CUNA Blasts Banker 'Study' Of CU Tax-Exemption

CUNA has slammed a recent study sponsored by the Independent Community Bankers Association that suggested credit unions should be taxed.

The study, which was conducted by the Tax Foundation at the behest of the ICBA, was distributed to congressional offices just as the credit union faithful were gearing up for the Hike The Hill effort during CUNA's GAC.

"It was a crude, heavy-handed attempt to rain on our parade on the Hill," suggested CUNA's John McKechnie. "But the reaction from the Hill has been, 'Banks don't like the credit union tax exemption, so what else is new?' (The study) was stale and not hard to dispute. But it's important for us to set the record straight."

The 14-page response from CUNA refutes four main points posited in the Tax Foundation study:

* CUs should be taxed because their FOM restrictions have been loosened and their service options have grown since the tax exemption was put in place in the 1930s. CUNA argued the exemption is based on the structure of credit unions, not FOM or product and service restrictions.

"Of course credit unions didn't offer credit cards when the Federal Credit Union Act became law in the 1930s-credit cards didn't exist in the 1930s," noted CUNA's Bill Hampel.

Citing Member Benefits

* The CU tax exemption doesn't create any financial benefit for credit union members. CUNA cited copious examples of the way CU members benefit from the tax exemption in the form of lower interest rates on loans, higher interest rates on savings and annual dividends.

"Credit union members benefit by about $6 to $6.5 billion every year as a result of the credit union tax exemption," Hampel added.

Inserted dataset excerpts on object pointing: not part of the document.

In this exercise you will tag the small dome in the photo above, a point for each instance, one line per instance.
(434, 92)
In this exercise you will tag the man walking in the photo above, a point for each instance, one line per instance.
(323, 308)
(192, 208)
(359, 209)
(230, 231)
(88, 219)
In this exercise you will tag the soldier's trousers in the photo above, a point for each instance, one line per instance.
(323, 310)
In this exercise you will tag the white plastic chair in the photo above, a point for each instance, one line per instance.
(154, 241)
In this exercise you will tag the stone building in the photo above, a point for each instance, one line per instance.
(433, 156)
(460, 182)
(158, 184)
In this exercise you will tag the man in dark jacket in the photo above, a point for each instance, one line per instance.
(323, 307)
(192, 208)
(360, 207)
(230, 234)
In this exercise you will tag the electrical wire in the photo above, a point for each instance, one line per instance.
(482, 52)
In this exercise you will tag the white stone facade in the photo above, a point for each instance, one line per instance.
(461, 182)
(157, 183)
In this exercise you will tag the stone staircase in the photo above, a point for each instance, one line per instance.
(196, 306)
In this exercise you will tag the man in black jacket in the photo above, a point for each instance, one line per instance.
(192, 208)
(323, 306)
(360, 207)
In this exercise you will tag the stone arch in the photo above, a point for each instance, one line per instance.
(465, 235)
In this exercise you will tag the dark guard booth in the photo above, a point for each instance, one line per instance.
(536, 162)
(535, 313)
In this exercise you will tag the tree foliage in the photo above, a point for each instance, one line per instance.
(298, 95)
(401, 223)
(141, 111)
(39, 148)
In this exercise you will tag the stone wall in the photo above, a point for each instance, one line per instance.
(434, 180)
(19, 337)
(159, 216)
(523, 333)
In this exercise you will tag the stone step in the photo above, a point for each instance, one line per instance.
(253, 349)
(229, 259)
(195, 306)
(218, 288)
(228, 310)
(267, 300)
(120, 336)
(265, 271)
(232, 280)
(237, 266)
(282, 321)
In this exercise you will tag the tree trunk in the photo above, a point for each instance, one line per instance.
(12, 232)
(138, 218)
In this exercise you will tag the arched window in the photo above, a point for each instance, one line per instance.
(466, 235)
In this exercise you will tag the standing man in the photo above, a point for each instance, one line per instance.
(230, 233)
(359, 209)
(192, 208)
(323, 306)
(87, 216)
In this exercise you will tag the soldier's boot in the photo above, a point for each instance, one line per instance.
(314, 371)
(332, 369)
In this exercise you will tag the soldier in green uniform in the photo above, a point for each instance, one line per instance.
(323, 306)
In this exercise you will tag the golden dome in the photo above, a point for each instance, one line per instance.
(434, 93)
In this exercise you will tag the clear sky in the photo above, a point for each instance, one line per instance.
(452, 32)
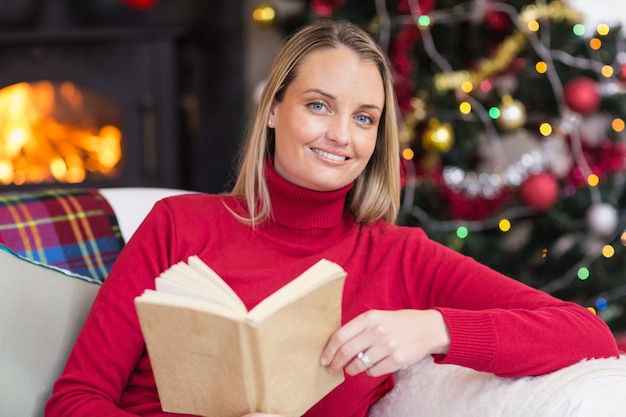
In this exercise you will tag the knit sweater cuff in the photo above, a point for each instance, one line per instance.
(473, 340)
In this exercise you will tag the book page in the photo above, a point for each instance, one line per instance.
(197, 280)
(317, 275)
(291, 343)
(198, 359)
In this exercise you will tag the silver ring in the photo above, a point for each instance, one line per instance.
(366, 361)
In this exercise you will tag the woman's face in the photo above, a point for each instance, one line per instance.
(327, 123)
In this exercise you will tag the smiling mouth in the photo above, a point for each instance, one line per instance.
(328, 155)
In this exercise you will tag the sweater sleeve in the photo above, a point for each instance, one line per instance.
(108, 372)
(502, 326)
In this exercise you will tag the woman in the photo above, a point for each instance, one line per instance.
(319, 178)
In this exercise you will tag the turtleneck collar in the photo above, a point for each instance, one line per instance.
(302, 208)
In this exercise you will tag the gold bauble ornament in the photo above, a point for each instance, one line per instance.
(512, 114)
(264, 15)
(438, 137)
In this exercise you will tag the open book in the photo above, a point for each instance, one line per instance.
(211, 357)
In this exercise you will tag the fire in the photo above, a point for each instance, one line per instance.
(47, 133)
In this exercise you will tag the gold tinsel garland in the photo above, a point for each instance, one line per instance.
(510, 48)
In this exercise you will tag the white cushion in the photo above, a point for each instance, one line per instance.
(586, 389)
(132, 204)
(41, 312)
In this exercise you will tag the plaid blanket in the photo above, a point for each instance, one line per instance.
(73, 229)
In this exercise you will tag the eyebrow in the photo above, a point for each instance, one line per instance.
(330, 96)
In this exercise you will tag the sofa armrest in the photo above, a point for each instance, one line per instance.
(589, 388)
(132, 204)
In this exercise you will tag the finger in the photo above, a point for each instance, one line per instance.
(368, 361)
(340, 339)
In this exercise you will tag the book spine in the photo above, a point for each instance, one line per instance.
(251, 364)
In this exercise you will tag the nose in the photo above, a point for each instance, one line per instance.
(339, 130)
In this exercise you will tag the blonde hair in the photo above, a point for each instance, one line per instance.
(376, 191)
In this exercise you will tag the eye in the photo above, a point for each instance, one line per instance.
(365, 119)
(317, 106)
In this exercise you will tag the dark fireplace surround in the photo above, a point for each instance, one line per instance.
(174, 70)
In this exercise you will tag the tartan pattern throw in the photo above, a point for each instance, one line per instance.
(72, 229)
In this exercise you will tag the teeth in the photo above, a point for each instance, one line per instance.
(328, 155)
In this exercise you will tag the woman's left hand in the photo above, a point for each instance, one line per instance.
(381, 342)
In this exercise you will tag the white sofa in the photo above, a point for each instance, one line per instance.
(42, 309)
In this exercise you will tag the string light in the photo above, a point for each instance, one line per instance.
(583, 274)
(618, 125)
(608, 251)
(541, 67)
(545, 129)
(462, 232)
(465, 107)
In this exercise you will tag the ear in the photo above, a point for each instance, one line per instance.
(272, 115)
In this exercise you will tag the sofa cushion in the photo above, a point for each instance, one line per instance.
(42, 309)
(73, 229)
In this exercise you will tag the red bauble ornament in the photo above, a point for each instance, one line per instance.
(581, 95)
(622, 73)
(539, 191)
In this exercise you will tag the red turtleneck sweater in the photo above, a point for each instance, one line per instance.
(496, 324)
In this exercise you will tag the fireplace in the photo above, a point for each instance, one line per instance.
(120, 93)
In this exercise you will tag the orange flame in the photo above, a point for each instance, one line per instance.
(46, 134)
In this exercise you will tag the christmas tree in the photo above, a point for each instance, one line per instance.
(512, 136)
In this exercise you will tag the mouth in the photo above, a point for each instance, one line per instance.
(329, 156)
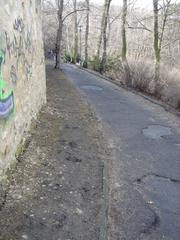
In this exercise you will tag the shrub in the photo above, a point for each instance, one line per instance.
(142, 75)
(94, 63)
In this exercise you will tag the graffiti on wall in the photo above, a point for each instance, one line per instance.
(20, 47)
(6, 94)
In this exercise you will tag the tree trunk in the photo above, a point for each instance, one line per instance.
(156, 45)
(75, 31)
(59, 34)
(87, 34)
(101, 33)
(104, 56)
(125, 65)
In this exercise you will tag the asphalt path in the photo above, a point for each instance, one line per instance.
(144, 174)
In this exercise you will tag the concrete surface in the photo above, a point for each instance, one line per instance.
(57, 190)
(23, 72)
(144, 172)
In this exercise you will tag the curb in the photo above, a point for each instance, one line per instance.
(165, 106)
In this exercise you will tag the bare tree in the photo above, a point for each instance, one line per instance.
(60, 4)
(125, 65)
(158, 37)
(87, 34)
(104, 35)
(75, 31)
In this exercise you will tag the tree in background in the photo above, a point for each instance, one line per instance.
(159, 36)
(87, 33)
(125, 65)
(75, 55)
(104, 35)
(60, 4)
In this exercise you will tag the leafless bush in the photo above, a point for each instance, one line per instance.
(171, 91)
(142, 74)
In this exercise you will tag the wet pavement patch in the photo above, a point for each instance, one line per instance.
(157, 131)
(91, 87)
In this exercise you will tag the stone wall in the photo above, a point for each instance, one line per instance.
(22, 73)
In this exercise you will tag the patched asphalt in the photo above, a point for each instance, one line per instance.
(144, 172)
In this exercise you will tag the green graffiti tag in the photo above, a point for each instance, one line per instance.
(6, 95)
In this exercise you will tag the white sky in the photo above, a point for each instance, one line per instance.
(140, 3)
(147, 4)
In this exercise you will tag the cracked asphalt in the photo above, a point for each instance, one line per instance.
(56, 191)
(144, 169)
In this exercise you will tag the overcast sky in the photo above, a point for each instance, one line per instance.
(147, 4)
(140, 3)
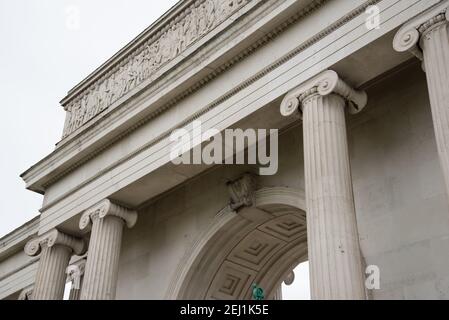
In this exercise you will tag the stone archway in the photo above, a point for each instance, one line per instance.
(258, 244)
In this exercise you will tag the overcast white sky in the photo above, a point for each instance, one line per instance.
(43, 54)
(46, 48)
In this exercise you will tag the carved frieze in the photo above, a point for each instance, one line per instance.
(197, 20)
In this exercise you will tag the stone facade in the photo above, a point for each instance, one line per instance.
(363, 169)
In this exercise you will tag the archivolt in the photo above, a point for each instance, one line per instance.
(259, 244)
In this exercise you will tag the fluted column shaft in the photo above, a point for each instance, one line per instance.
(334, 252)
(333, 246)
(100, 279)
(427, 37)
(50, 277)
(107, 220)
(56, 249)
(435, 44)
(75, 294)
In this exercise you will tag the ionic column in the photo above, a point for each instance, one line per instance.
(75, 272)
(26, 293)
(56, 249)
(107, 220)
(333, 243)
(427, 37)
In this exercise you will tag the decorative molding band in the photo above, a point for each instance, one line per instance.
(75, 272)
(191, 25)
(306, 44)
(323, 84)
(107, 208)
(55, 237)
(242, 191)
(409, 35)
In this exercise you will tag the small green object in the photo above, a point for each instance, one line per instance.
(258, 293)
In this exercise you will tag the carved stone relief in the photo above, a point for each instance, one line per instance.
(197, 20)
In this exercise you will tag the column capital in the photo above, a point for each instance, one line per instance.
(323, 84)
(75, 272)
(410, 34)
(107, 208)
(52, 238)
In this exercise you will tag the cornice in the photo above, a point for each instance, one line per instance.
(52, 238)
(252, 48)
(409, 35)
(14, 241)
(153, 30)
(107, 208)
(175, 37)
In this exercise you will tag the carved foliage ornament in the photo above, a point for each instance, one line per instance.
(197, 20)
(52, 238)
(75, 272)
(242, 191)
(409, 36)
(107, 208)
(323, 84)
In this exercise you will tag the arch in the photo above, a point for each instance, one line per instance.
(258, 244)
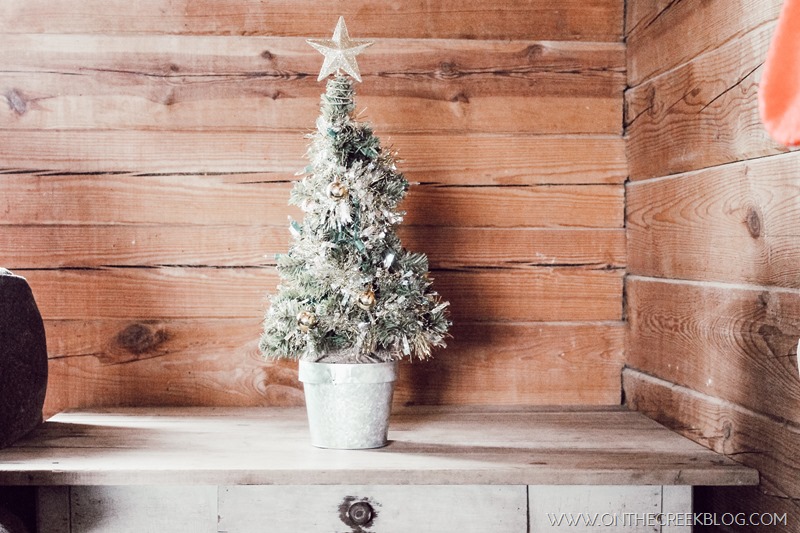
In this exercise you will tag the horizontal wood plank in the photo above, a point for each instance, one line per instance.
(659, 42)
(481, 160)
(704, 113)
(642, 13)
(185, 362)
(467, 509)
(266, 84)
(732, 342)
(546, 294)
(734, 223)
(771, 447)
(588, 446)
(505, 19)
(59, 246)
(540, 294)
(244, 199)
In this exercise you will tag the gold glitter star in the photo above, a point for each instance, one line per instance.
(340, 52)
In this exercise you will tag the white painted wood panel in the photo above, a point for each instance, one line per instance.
(270, 446)
(397, 509)
(592, 509)
(143, 509)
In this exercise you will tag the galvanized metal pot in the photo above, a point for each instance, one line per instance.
(348, 404)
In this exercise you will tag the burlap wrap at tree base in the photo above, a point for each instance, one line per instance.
(23, 359)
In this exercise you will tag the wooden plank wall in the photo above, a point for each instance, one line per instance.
(713, 300)
(148, 149)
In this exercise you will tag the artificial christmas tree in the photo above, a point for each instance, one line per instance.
(350, 293)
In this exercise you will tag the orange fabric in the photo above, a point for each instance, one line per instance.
(779, 92)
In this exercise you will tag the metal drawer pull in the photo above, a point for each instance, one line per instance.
(360, 513)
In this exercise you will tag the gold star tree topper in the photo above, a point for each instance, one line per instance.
(340, 52)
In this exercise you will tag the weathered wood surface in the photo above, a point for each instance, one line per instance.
(736, 343)
(268, 84)
(657, 34)
(735, 223)
(703, 113)
(178, 509)
(59, 246)
(606, 506)
(599, 20)
(771, 446)
(526, 160)
(243, 199)
(468, 509)
(428, 447)
(538, 294)
(482, 159)
(216, 362)
(148, 150)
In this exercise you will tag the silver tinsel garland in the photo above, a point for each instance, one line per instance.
(348, 287)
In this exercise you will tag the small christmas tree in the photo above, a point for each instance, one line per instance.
(349, 291)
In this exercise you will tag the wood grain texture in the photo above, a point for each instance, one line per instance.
(659, 41)
(547, 503)
(735, 223)
(734, 343)
(267, 84)
(586, 446)
(246, 200)
(701, 114)
(482, 159)
(60, 246)
(149, 148)
(397, 509)
(180, 509)
(642, 13)
(539, 294)
(763, 443)
(185, 362)
(599, 20)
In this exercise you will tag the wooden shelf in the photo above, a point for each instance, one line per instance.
(267, 446)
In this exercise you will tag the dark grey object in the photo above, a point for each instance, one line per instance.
(23, 359)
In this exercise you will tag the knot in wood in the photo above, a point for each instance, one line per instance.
(753, 223)
(141, 338)
(534, 51)
(16, 102)
(448, 70)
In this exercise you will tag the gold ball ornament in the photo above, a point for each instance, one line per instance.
(306, 320)
(337, 191)
(366, 300)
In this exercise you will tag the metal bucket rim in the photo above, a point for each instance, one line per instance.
(318, 373)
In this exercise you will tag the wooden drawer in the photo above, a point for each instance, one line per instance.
(400, 509)
(357, 509)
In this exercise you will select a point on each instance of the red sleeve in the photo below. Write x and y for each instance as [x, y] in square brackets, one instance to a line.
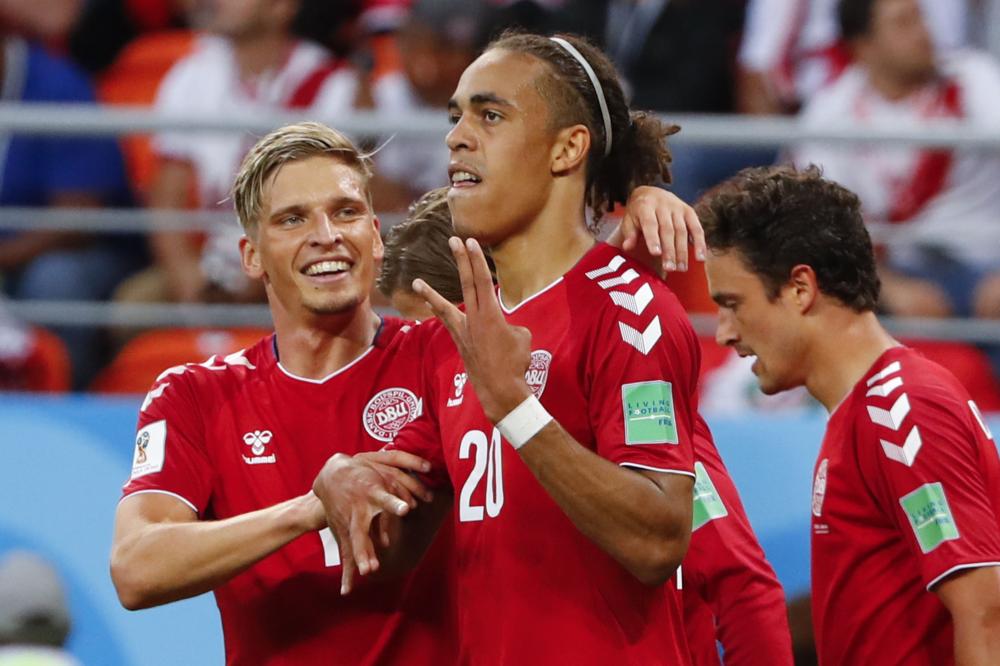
[642, 374]
[725, 567]
[170, 455]
[927, 456]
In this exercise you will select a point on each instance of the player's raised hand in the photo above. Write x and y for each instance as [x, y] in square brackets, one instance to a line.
[353, 492]
[667, 226]
[496, 354]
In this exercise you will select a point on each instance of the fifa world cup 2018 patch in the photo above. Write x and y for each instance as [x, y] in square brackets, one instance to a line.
[648, 409]
[930, 516]
[150, 449]
[707, 503]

* Instead of returning profits to members, credit unions build up net worth for their owners. "Apparently they still don't understand that credit union members are the owners," Hampel quipped. Moreover the "unusual returns" ICBA claims CUs use their tax status to accumulate are actually mandated by federal law under Prompt Corrective Action.

* The CU tax exemption creates a disruption in the marketplace. CUNA suggested that record profits at banks for the last few years indicate there is no such disruption and noted that if a tax exemption for CUs disrupts the market, then so, too, would the Subchapter S tax status for certain banks, with which bankers don't seem to quarrel. ICBA "claims it is desirable public policy to promote financial institution tax equity, but it hypocritically ignores banking institution Subchapter S election-one of the largest and fastest growing tax 'inequities' in the depository institution sector," CUNA wrote. "It similarly neglects to mention that banking lobbyists, including ICBA lobbyists, were recently successful in significantly widening this tax system inequity."

CUNA has distributed its rebuttal of the ICBA/Tax Foundation study to the leagues for their use at the state level, and when Congress returns from its spring recess, CUNA will deliver its paper to every single Congressional office, as well.